Respect bonding time.  

Skin-to-skin contact between the parents and baby is vital for the baby’s health and the mother’s recovery. Skin-to-skin contact (aka “kangaroo care’) helps:

·      Baby adapt faster to life outside the womb

·      Temperature regulation for baby

·      Promote improved sleep, heart rate regulation, respiration, and brain development for baby

·      Promote smoother breastfeeding 

·      Promote healthy weight for baby

·      Support baby’s immune system

Source:  Parents

 For mom’s, skin-to-skin contact helps:

·      Increase milk supply

·      Promote natural bonding

·      Decrease postpartum anxiety

·      Relaxation before feedings

·      Release oxytocin that has a comforting, warming effect

·      Promote uterus contractions to reduce bleeding 

To get all the bonding benefits, mother and baby must feel relaxed and comfortable. That may be hard for them to do with visitors in the room. Allow them extra space and time. If you do happen to be visiting when it’s time for a feed or the baby needs extra snuggles to calm down, ask the mother if she wants you to help with something else while they do their thing or if she’d rather schedule another visit later. The main thing is to help her feel comfortable and supported in putting her and the baby’s needs first (i.e., she doesn’t need to play hostess right now). 

Keep it short.

Unless the mom asks you to stay longer, plan on keeping your visit short and sweet. You will have time in the coming weeks for you to catch up and get in all the baby snuggles, but for some moms, holding a lengthy conversation is just too much during this time. If they’re taking visitors at the hospital, 15-30 minutes is about right. If they’re home, 30 minutes to an hour is probably good. Of course, they may ask you to stay longer, and that’s great, too! On the other hand, it may become obvious that now is just not a good time – respectfully take Mom’s cues.
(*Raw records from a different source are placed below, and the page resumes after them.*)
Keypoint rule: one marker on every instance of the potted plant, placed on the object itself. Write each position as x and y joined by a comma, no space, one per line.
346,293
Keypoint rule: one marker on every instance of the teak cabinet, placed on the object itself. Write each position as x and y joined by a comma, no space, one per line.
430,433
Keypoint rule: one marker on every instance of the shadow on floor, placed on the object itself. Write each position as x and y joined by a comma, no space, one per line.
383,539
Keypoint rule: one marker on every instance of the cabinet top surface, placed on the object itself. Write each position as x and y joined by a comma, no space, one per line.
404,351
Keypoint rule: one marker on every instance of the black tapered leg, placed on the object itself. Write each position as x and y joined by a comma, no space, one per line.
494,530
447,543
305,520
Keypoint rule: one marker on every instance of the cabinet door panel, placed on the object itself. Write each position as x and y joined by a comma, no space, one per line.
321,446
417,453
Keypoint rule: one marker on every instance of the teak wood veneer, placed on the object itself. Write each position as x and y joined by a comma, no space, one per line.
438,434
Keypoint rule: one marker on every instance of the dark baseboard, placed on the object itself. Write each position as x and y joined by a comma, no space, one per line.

Don’t expect to be entertained or fed.

It’s hard enough to keep a newborn happy and fed. If you’re a visitor, come with the intent to congratulate, encourage, and help. They may not offer water or a bite to eat, and that’s ok. This is the time to be a loving friend. On the same note, while we all love those sweet baby snuggles and fresh newborn scent, Mom may not be ready to let others hold the baby just yet. Don’t feel offended – this could be for any number of reasons:

·      She’s trying to protect Baby’s health and prevent illness

·      They’re still bonding right now

·      Baby is sleeping and needs to rest

And before you know it, I’m sure she’ll be begging you to give her arms a break in a few weeks.

Keep the conversation light.

Follow the parents’ lead here. Some moms like to discuss their birth stories and intimate details, but others prefer to keep it private. There could be some raw or painful parts there as well. Maybe the birth didn’t go as she had imagined. Or perhaps it was a bit traumatic and hard. You never know what’s going on, and Mom has a lot to process right now. Instead of asking “how it all happened” right off the bat, let the mother bring it up if she wants to. She may want to simply sit and listen to some funny stories or chat about what’s going on in  your life in order to regain a bit of normalcy during this time. 

Offer to pick something up or bring food on the way.

It’s hard – if not impossible – to get out of the house a few days after birth. Maybe you can make her day by offering to pick up her favorite drink, snack, or even a meal. (Sometimes, you just really crave a Sonic shake!) Or, maybe they’re out of a few necessities but can’t find time to get to the store. Ask if there’s anything the new parents need before you come.

Offer to help.

This isn’t a must – your company and thoughtful visit will be much appreciated! – but if you have the time, offer to help if you can. If they have other children, you could play a game with them for a bit. Or, you could wash the dishes, fold baby clothes, or take the trash out. A small gesture goes a very long way for tired new parents.